Mme C…, qui soutient qu’elle peut prétendre à une admission exceptionnelle au séjour au titre de sa vie privée et familiale, fait valoir qu’elle est malade, qu’elle a quitté son pays en proie à la violence et à l’instabilité, et qu’elle réside en France depuis quatre ans. Toutefois, et ainsi qu’il a été dit, elle n’établit pas qu’elle ne pourrait bénéficier effectivement d’une prise en charge médicale adaptée à son état de santé dans son pays d’origine. Par ailleurs, il ressort des pièces du dossier que l’intéressée ne réside en France que depuis 2021, qu’elle est célibataire, sans charge de famille en France, et que sa fille mineure réside dans son pays d’origine. Dans ces conditions, c’est sans méconnaître les dispositions précitées et sans commettre d’erreur manifeste d’appréciation que le préfet du Val-d’Oise a pris l’arrêté attaqué.

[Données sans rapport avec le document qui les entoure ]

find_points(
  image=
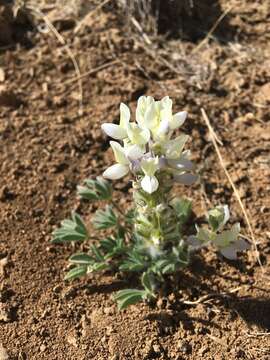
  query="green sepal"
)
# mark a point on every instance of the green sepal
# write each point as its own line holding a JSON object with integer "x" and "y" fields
{"x": 183, "y": 209}
{"x": 128, "y": 297}
{"x": 71, "y": 230}
{"x": 105, "y": 219}
{"x": 76, "y": 272}
{"x": 99, "y": 189}
{"x": 82, "y": 259}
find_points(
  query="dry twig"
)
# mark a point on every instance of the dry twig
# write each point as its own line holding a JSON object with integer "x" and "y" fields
{"x": 62, "y": 41}
{"x": 89, "y": 15}
{"x": 236, "y": 193}
{"x": 211, "y": 31}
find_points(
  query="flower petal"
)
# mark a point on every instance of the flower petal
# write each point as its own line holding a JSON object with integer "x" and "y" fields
{"x": 242, "y": 245}
{"x": 114, "y": 131}
{"x": 138, "y": 135}
{"x": 163, "y": 128}
{"x": 149, "y": 184}
{"x": 134, "y": 152}
{"x": 181, "y": 164}
{"x": 175, "y": 147}
{"x": 116, "y": 171}
{"x": 178, "y": 120}
{"x": 150, "y": 117}
{"x": 119, "y": 153}
{"x": 124, "y": 115}
{"x": 150, "y": 166}
{"x": 143, "y": 103}
{"x": 229, "y": 252}
{"x": 185, "y": 179}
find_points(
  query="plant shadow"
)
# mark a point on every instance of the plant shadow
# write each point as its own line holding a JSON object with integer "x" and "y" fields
{"x": 192, "y": 20}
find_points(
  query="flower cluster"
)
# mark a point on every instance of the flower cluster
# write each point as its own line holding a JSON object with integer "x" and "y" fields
{"x": 148, "y": 148}
{"x": 152, "y": 239}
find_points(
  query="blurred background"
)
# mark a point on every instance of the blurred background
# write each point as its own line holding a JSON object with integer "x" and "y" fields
{"x": 65, "y": 66}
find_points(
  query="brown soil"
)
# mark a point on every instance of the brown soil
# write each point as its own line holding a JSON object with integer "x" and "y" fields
{"x": 47, "y": 148}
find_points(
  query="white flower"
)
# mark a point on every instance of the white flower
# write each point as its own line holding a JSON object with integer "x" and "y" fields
{"x": 137, "y": 135}
{"x": 120, "y": 169}
{"x": 144, "y": 103}
{"x": 134, "y": 152}
{"x": 149, "y": 167}
{"x": 118, "y": 132}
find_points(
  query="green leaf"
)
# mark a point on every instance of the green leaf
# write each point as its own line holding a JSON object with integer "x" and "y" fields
{"x": 71, "y": 230}
{"x": 148, "y": 283}
{"x": 76, "y": 272}
{"x": 135, "y": 262}
{"x": 128, "y": 297}
{"x": 105, "y": 219}
{"x": 83, "y": 259}
{"x": 99, "y": 189}
{"x": 98, "y": 255}
{"x": 218, "y": 217}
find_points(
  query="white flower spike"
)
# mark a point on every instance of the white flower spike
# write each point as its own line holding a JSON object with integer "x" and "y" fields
{"x": 121, "y": 169}
{"x": 118, "y": 132}
{"x": 149, "y": 182}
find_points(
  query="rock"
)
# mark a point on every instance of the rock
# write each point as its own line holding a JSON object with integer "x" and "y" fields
{"x": 263, "y": 95}
{"x": 6, "y": 25}
{"x": 42, "y": 348}
{"x": 8, "y": 98}
{"x": 3, "y": 263}
{"x": 4, "y": 313}
{"x": 72, "y": 340}
{"x": 3, "y": 353}
{"x": 203, "y": 350}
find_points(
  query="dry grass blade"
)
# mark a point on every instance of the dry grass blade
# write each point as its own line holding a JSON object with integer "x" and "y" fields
{"x": 69, "y": 52}
{"x": 92, "y": 71}
{"x": 236, "y": 193}
{"x": 211, "y": 31}
{"x": 89, "y": 15}
{"x": 207, "y": 297}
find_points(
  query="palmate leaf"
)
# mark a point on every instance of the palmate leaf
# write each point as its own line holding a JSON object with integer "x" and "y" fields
{"x": 113, "y": 246}
{"x": 105, "y": 219}
{"x": 81, "y": 259}
{"x": 182, "y": 208}
{"x": 128, "y": 297}
{"x": 72, "y": 229}
{"x": 99, "y": 189}
{"x": 148, "y": 282}
{"x": 76, "y": 273}
{"x": 135, "y": 262}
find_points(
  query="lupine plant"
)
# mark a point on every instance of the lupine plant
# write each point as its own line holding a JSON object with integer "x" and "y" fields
{"x": 151, "y": 238}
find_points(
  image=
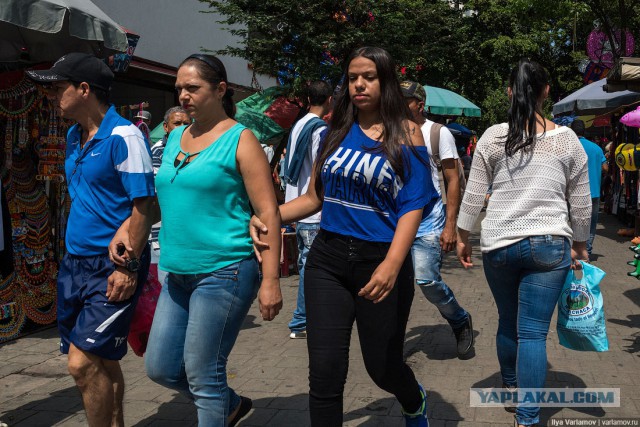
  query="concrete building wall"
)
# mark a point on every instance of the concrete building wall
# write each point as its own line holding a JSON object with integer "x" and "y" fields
{"x": 170, "y": 30}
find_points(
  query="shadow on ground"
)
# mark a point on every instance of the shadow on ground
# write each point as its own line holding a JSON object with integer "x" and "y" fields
{"x": 294, "y": 411}
{"x": 45, "y": 412}
{"x": 437, "y": 342}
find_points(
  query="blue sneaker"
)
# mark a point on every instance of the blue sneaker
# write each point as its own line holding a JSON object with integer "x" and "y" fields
{"x": 419, "y": 418}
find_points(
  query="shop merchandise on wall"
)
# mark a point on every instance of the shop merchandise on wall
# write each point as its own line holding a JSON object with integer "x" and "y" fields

En dernier lieu, le moyen tiré d’une méconnaissance de l’article 8 de la convention européenne de sauvegarde des droits de l’homme et des libertés fondamentales, aux termes duquel « Toute personne a droit au respect de sa vie privée et familiale, de son domicile et de sa correspondance (…) », doit être écarté pour les motifs exposés ci-dessus.
Il résulte de tout ce qui précède que les conclusions à fin d’annulation présentées par Mme C… doivent être rejetées. Par suite, doivent également être rejetées ses conclusions à fin d’injonction.
D É C I D E :
Article 1er : Il n’y a pas lieu de statuer sur l’admission à titre provisoire au bénéfice de l’aide juridictionnelle de Mme C….
Article 2 : Le surplus des conclusions de la requête de Mme C… est rejeté.
Article 3 : Le présent jugement sera notifié à Mme B… C… et au préfet du Val-d’Oise.
Délibéré après l’audience du 29 octobre 2025, à laquelle siégeaient :
M. Ablard, président,
M. Bories, premier conseiller,
Mme Lusinier, conseillère.
Rendu public par mise à disposition au greffe le 12 novembre 2025.
Le rapporteur,
signé
A. Bories
Le président,
signé
T Ablard
La greffière,
signé
M. A…
La République mande et ordonne au préfet du Val-d’Oise en ce qui le concerne, et à tous les commissaires de justice à ce requis en ce qui concerne les voies de droit commun contre les parties privées, de pourvoir à l’exécution de la présente décision.